Ever wondered why your AI system works great in demos but falls apart in production? This Pod Shot deep dive tackles the art and science of AI evaluations – the secret sauce that separates reliable AI systems from expensive experiments.

Lenny sat down with two evaluation experts who've been in the trenches: Hamel Husain (former GitHub, FastAPI creator) and Shreya Shankar (Berkeley PhD, ex-Google). Here's what you'll discover:

• 🎯 The evaluation hierarchy – why unit tests beat vibes every time
• 🔄 LLM-as-judge techniques that actually work (and when they don't)
• 📊 Real-world frameworks from companies shipping AI at scale
• ⚡ Quick wins you can implement this week to improve your AI reliability

Whether you're building your first AI feature or scaling to millions of users, this one's packed with actionable insights you won't find anywhere else.

Let's dive in! 🚀 

🤖 The Definitive Guide To AI Evals

🎯 Why AI Evals Are the Most Important New Skill for Product Builders

Two years ago, nobody had heard the term "evals." Today, it's the hottest skill in AI product development. The CPOs of both Anthropic and OpenAI say it's becoming the most crucial capability for product builders. When was the last time an entirely new skill emerged that product teams had to master to stay competitive?

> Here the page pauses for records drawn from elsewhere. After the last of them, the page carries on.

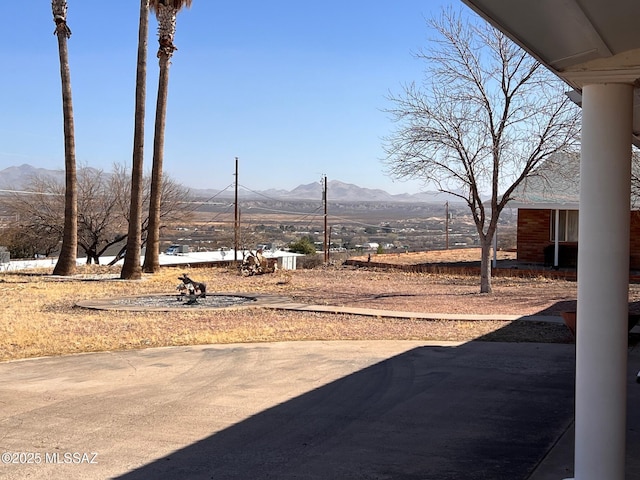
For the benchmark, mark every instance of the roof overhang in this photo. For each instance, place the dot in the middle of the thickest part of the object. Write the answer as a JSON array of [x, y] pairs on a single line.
[[581, 41]]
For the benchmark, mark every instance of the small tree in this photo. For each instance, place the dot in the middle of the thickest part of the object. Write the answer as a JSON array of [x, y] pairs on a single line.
[[485, 117], [104, 208]]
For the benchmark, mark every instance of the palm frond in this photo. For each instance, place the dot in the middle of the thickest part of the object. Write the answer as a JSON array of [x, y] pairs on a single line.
[[176, 4]]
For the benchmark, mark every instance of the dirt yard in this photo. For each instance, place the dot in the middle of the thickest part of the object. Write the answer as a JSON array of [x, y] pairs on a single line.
[[39, 316]]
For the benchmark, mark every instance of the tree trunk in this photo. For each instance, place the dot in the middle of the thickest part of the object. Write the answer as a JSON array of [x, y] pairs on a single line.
[[66, 264], [131, 269], [485, 264], [151, 259]]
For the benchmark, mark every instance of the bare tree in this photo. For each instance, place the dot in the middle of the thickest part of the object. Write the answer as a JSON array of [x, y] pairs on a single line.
[[485, 116]]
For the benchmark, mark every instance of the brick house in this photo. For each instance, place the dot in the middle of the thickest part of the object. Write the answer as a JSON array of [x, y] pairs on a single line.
[[547, 203]]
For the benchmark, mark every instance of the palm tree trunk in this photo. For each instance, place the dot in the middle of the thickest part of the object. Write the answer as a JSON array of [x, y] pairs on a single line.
[[131, 269], [152, 255], [66, 264]]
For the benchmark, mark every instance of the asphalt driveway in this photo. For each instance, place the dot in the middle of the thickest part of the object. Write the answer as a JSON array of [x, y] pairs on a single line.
[[306, 410]]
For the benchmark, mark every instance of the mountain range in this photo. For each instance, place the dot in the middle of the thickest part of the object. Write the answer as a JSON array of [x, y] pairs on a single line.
[[17, 178]]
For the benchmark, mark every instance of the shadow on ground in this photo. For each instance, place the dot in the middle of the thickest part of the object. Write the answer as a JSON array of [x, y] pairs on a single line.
[[477, 411]]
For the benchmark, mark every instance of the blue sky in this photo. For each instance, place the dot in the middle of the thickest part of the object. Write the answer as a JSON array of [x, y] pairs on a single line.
[[295, 89]]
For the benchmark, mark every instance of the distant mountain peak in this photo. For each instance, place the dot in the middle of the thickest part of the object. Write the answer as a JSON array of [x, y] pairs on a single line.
[[337, 190]]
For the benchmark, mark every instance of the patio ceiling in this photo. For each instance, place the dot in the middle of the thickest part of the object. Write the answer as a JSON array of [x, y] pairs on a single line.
[[581, 41]]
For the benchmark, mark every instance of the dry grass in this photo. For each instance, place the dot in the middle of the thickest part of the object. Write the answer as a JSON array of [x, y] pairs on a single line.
[[39, 318], [435, 256]]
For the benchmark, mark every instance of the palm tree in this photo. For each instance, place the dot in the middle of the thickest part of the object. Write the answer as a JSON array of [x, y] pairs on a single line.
[[131, 269], [166, 12], [66, 264]]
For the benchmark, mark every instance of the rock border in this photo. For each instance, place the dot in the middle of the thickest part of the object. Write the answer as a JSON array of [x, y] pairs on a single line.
[[253, 300]]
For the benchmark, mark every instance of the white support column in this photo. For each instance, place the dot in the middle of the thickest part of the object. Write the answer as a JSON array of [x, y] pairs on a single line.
[[603, 282]]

This isn't just another tech buzzword. Companies building and selling evals to AI labs are among the fastest-growing in the world. The reason? To build great AI products, you need to be really good at building evals. It's the highest ROI activity you can engage in when developing AI applications.

But according to Shreya and Hamel: most people are doing evals completely wrong. They're skipping the most important step, automating too early, and building tests that don't actually improve their products. The result? They get burned, lose trust in the process, and declare themselves "anti-evals."

This recent Lenny’s Pod is the (self proclaimed) definitive guide to doing evals right, from the two people who've taught over 2,000 PMs and engineers across 500 companies—including massive teams at OpenAI, Anthropic, and every other major AI lab.

Lenny's Podcast | Hamel Husain & Shreya Shankar

🎥 Watch the full episode here
📆 Published: December 2024
🕒 Estimated Reading Time: 5 mins. Time saved: 103+ mins! 🔥

🔍 What the Hell Are Evals? (And Why Everyone Gets Them Wrong)

At its core, evals are simply a way to systematically measure and improve an AI application. Think of it as data analytics for your LLM application—a systematic way of looking at that data and creating metrics so you can iterate and improve with confidence.

Before evals, you were left guessing. You'd fix a prompt and hope you weren't breaking anything else. You'd rely on "vibe checks," which are fine initially but become unmanageable fast. As your application grows, you feel lost without a feedback signal to iterate against.

The biggest misconception? "We live in the age of AI. Can't the AI just eval itself?" This doesn't work. The second biggest mistake? Jumping straight to writing tests without understanding what's actually going wrong in your product.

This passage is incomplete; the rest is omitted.